Asked for her favorite of the directors she’s worked with to date, she mentions Kazuyoshi Kumakiri, who filmed her in “Watashi no Otoko (My Man),” a drama set for a June release about the relationship Nikaido’s character has with an older male relative (Tadanobu Asano) who raised her after she lost her family in a tsunami.
“Mr. Kumakiri and I could understand each other’s feelings without words,” she explains. “We shot that film in January of last year, and we got to understand each other and build a relationship of trust.”
She describes what she calls her first “fateful meeting” with the director three years ago at an audition, when she was 16 and “having a lot of doubts about this job.”

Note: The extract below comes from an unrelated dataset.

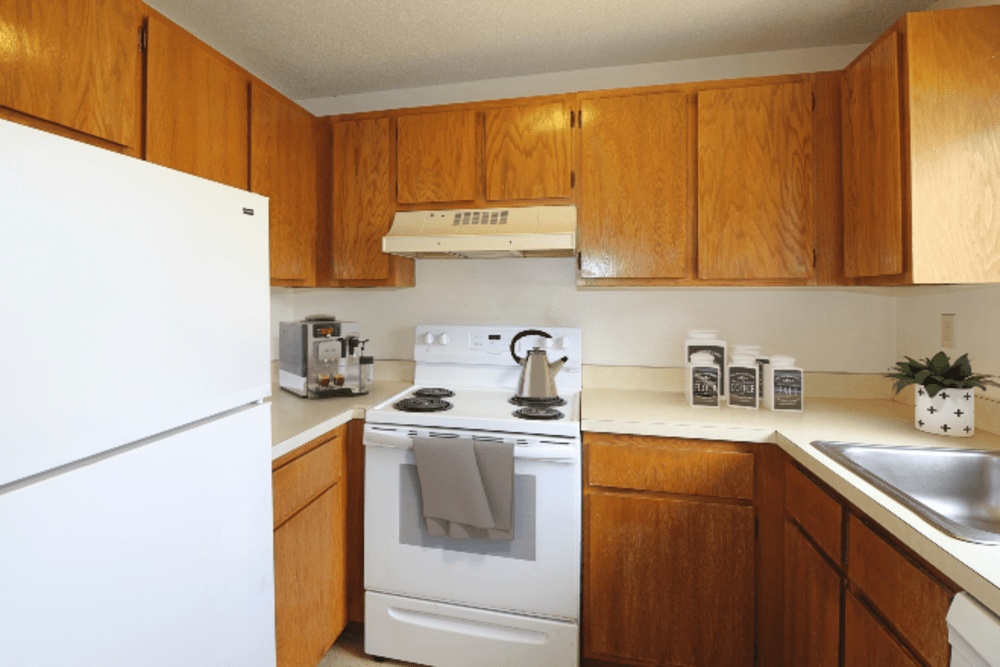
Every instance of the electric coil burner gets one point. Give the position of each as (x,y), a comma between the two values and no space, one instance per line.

“Our eyes really locked, though we didn’t say anything to each other — I was shy with strangers then,” she says. “There were 10 people at the audition and after everyone had performed, he asked me to do it again. ‘Miss Nikaido, one more time, please.’ At that moment I decided I had to work with him, even though I failed the audition. I went home regretting that I hadn’t made it. So I was really glad that I was finally able to make this movie with him last year.”
She had a similar chance encounter two years ago with Koji Fukada at the Tama Cinema Forum Film Festival, which was screening his 2011 comedy “Kantai (Hospitalité).”
“A magazine asked me for my 10 favorite films of the year,” she reminisces. “I said that ‘Hospitalité’ was No. 1 and that I’d like to work with Mr. Fukada.” Meeting him and producer/actress Kiki Sugino at the festival, where he was being given a best new director award, Nikaido says, “I told him right away I’d like to work with him. I was really lucky.”
But Nikaido is well aware that in the movie business she must make her own luck. Her latest project has been to persuade Iranian director Amir Naderi, who shot the 2011 ode-to-cinema drama “Cut” in Tokyo, to cast her in his next film. “Last November and December I was studying in New York, when Mr. Naderi was also there,” she says with a mischievous grin. “I wanted to work with him so I was kind of pursuing him, almost like a stalker. I do research on the people I want to work with.”
Though Naderi is scheduled to begin shooting his next film in May, raising money has been a problem, Nikaido admits. “He told me that I should get famous in Japan so he’d have an easier time getting the money together. I have to try hard to get famous this year for Mr. Naderi.”
But the sort of fame “Pacific Rim” star Rinko Kikuchi found in Hollywood is not what Nikaido has in mind. She lists her objectives for this year: Work with Naderi, enter college this spring and improve her English. “In the process of accomplishing those goals, I’ll discover something new,” she says. “That’s always the way it is.”